We believe, however, that a narrow reading of AMC 8.05.070(A) is not justified. The ordinance is to be construed narrowly only to the extent that it is ambiguous. In determining whether ambiguity exists, we must read the ordinance in a fair and reasonable manner, with due regard for its purpose. See State v. Ogata, 58 Haw. 514, 572 P.2d 1222, 1225-26 (1977). See also State v. Williams, 636 P.2d at 1094-95. In the absence of legislative history supporting a restrictive interpretation, we cannot assume that the ordinance was intended to be read in a hypertechnical manner. See United States v. Barber, 594 F.2d 1242, 1244 (9th Cir.), cert. denied, 444 U.S. 835, 100 S.Ct. 69, 62 L.Ed.2d 46 (1979).

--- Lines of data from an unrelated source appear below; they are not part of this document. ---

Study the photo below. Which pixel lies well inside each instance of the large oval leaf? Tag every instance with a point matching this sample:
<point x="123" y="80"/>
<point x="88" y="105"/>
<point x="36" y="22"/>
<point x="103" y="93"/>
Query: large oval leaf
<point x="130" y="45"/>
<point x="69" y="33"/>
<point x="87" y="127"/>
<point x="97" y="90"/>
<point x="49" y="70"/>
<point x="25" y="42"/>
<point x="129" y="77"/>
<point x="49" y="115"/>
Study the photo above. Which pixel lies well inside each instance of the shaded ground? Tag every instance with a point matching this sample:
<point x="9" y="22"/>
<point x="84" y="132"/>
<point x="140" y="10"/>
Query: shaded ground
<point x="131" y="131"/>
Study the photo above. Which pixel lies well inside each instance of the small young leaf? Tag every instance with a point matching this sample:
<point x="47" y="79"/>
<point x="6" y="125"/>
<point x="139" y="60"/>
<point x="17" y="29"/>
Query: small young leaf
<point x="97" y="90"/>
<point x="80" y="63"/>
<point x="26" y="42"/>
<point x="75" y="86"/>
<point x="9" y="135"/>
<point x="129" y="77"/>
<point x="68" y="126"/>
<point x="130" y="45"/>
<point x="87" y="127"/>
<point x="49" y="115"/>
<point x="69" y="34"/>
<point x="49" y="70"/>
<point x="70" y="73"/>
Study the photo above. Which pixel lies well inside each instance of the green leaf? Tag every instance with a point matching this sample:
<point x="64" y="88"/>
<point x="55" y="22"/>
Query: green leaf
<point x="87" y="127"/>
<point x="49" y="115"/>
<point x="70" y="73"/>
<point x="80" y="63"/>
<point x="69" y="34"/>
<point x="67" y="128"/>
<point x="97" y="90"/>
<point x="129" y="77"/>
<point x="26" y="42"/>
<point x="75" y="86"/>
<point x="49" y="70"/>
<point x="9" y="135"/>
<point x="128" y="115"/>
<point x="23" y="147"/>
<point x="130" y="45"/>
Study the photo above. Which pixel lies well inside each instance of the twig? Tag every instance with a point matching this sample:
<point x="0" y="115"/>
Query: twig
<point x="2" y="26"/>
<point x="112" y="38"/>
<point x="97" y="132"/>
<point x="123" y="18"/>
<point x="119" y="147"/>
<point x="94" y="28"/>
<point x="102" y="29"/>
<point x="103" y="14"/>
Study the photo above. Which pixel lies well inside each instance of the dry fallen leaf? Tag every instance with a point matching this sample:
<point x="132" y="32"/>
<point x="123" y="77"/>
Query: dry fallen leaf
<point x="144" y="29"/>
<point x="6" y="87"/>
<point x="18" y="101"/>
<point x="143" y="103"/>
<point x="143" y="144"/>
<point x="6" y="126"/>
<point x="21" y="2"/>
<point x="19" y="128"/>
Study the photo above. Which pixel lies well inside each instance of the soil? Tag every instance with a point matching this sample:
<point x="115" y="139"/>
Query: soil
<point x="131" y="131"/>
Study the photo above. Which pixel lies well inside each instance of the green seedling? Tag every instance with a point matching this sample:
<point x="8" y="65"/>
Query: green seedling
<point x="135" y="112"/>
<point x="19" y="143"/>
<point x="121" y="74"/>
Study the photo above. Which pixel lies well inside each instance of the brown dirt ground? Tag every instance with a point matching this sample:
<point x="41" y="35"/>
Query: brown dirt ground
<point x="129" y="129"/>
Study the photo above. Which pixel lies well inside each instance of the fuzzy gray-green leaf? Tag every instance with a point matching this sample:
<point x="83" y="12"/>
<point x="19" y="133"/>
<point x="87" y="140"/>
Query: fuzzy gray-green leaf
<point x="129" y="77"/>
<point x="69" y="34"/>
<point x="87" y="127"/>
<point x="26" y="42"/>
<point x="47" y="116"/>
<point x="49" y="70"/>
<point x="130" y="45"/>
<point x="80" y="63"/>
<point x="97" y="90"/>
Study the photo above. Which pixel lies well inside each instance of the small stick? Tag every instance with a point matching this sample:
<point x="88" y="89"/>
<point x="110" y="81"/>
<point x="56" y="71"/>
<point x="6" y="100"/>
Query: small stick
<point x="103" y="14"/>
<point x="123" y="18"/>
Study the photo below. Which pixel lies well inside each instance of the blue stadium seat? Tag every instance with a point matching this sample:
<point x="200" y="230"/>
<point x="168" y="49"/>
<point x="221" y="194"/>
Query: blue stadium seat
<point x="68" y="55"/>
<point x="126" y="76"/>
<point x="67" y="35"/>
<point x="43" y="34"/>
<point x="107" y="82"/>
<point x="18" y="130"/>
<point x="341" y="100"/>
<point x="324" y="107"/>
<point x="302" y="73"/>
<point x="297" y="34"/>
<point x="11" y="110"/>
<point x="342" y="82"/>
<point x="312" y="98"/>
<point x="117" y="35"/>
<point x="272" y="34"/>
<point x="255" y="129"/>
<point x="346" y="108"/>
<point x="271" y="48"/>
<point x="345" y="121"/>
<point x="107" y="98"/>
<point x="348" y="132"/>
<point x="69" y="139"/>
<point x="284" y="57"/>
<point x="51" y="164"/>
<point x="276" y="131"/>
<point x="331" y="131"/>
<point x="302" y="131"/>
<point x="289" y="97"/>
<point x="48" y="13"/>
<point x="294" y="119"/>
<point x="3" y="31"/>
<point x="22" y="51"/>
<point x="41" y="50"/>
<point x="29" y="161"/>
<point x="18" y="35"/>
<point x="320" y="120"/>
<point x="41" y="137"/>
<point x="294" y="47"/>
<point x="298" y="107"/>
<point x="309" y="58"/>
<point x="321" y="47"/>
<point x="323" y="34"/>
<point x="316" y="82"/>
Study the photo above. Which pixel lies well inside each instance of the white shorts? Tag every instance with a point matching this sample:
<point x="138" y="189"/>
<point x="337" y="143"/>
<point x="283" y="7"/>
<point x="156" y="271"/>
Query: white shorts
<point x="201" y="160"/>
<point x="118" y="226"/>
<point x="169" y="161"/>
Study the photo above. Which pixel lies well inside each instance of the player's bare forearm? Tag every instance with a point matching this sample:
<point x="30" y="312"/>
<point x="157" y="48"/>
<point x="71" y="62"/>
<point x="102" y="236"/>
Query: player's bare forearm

It seems reasonably clear that the term "about his person", as used in AMC 8.05.070(A), was intended to have a broader meaning than "on his person" and was meant to encompass a weapon carried in close proximity to a person and readily accessible for use. State v. Williams, 636 P.2d at 1095; Brown v. United States, 30 F.2d at 474. This interpretation is consistent with the purpose of statutes such as AMC 8.05.070(A), which prohibit the carrying of concealed weapons. The traditional purpose of such statutes is generally recognized as protection of the public by preventing individuals from having, readily available for use, weapons of which others are unaware. State v. Williams, 636 P.2d at 1094-95; State v. Ogata, 572 P.2d at 1225-26; People v. Raso, 9 Misc.2d 739, 170 N.Y.S.2d 245, 251 (1958).

It is similarly clear that the act of "carrying" a weapon includes transportation beneath the driver's seat of a car. Webster's defines "carry", in relevant part, as follows: " carry. . . 1. to hold or support while moving . . . 2. to take from one place to another; transport, as in a vehicle. . . ." Webster's New World Dictionary 218 (2d College Edition 1980). Appellate courts have consistently applied similar definitions of the word "carry" in construing statutes prohibiting the carrying of weapons. Thus, in United States v. Barber, 594 F.2d at 1244, the Ninth Circuit Court of Appeals held that a handgun locked in a glove compartment of a car in which a drug sale occurred was within the scope of a federal statute prohibiting carrying a firearm during commission of a felony. Addressing this point, Circuit Judge Hufstedler wrote: "In ordinary usage, the verb `carry' includes transportation or causing to be transported." Id. See also United States v. Kirkland, 637 F.2d 654, 656 (9th Cir. 1980) (the words "convey", "transport", and "carry" are deemed synonymous for purposes of applying a statute prohibiting conveying a dangerous instrument in a federal penitentiary); State v. Williams, 636 P.2d at 1094-95 (a gun placed in a satchel on the passenger seat of a car driven by the accused was within the scope of a statute prohibiting carrying a concealed dangerous weapon).

We conclude that, given a fair and reasonable construction, the language of AMC 8.05.070(A) is not ambiguous. The plain meaning of the ordinance is sufficiently broad to prohibit the driver or passenger of an automobile from keeping a weapon concealed either on his person or in close proximity to his person, readily available for use.

In Crumal v. State, 633 P.2d at 1315, the Oregon Court of Appeals, construing the phrase "about his person," stated that "the most reasonable inference is that the carrying of the proscribed weapon be such that the weapon move with the perambulation of the body." The court was influenced, at least in part, by the fact that a related provision specifically prohibited carrying a firearm in a vehicle. However, we have found no other case defining "about his person" in a similar manner. We note that the definition adopted in Crumal seems contrary to the ordinary definition of the word "carry." See United States v. Barber, 594 F.2d at 1244.

The order of dismissal is REVERSED, and the case is REMANDED to the district court for further proceedings.